I've had enough experience through Tom and his work to know that the media always seems to have an angle. I'm becoming very cynical about what I read in the paper as I know quotes and stories are manipulated to achieve certain goals. Just as an example, we have a local paper in our town that doesn't like the current Mayor. It's interesting to see how they very rarely now photograph her in Mayoral activities or give press to the positive things she is doing. In our own dealings with the press for our Buddy Walk, my friend Susan and I are always extremely clear with the reporter to avoid terms like "suffering from" or "afflicted with" DS. We emphasize people-first language (ie a child with DS) instead of terms like "down syndrome child" or "a downs". But even then, the poor old child attitude comes through, along with outdated stereotypes and facts that are sometimes just plain wrong. That's why I want to continue to advocate on behalf of people with DS. So that we DON'T need to continue to educate everytime we do an interview. So that old stereotypes and misdated information aren't taken as facts. So that people with DS are presented first and foremost as people... doing regular old people things. And that's why I continue to celebrate reporters, magazines and newspapers that DO report well. I hope to post some more good news stories as I come across them in the future.

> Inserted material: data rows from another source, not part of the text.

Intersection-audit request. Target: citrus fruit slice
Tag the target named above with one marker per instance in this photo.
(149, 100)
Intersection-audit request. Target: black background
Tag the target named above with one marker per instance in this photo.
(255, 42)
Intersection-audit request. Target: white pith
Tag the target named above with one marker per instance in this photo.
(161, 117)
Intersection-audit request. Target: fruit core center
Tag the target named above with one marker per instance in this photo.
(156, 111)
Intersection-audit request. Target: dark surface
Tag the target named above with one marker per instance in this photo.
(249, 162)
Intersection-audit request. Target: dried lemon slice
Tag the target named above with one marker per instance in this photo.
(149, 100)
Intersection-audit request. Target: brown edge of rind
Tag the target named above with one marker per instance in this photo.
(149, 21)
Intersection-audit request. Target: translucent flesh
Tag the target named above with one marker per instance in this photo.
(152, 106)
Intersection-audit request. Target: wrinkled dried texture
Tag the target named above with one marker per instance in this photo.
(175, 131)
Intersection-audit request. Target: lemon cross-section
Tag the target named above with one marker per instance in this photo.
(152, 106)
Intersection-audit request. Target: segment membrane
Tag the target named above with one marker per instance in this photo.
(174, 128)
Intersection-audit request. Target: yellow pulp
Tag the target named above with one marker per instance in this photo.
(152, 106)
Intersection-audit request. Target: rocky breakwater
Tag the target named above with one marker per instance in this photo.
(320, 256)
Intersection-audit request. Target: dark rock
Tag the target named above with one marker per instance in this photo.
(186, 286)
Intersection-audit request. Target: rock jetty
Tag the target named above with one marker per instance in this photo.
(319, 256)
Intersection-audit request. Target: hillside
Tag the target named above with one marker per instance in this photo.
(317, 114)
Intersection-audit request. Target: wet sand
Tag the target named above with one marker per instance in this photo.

Now back to this magazine...I'm baffled as to the thoughts of the editor in this case. Could it honestly just be a coincidence that this magazine chose to do this? It could be possible although I have a hard time believing that no one at the magazine recognized that they had a cover of children with DS on an issue discussing prenatal testing. Looking on the bright side... do they think that by putting a picture of beautiful kids who happen to have DS on the cover, they somehow negate what's written inside? Are they trying to show the positives? I'm not sure and not very hopeful that that's the case. I honestly cannot fathom what was going through this man's mind when he did this. In any event, I know Jan, her husband and the parents of the other children feel used, betrayed and lied to. I know that there have been letters to the editor already written and am looking forward to seeing the outcome of this. I hope that the editor will apologize and realize what he's done.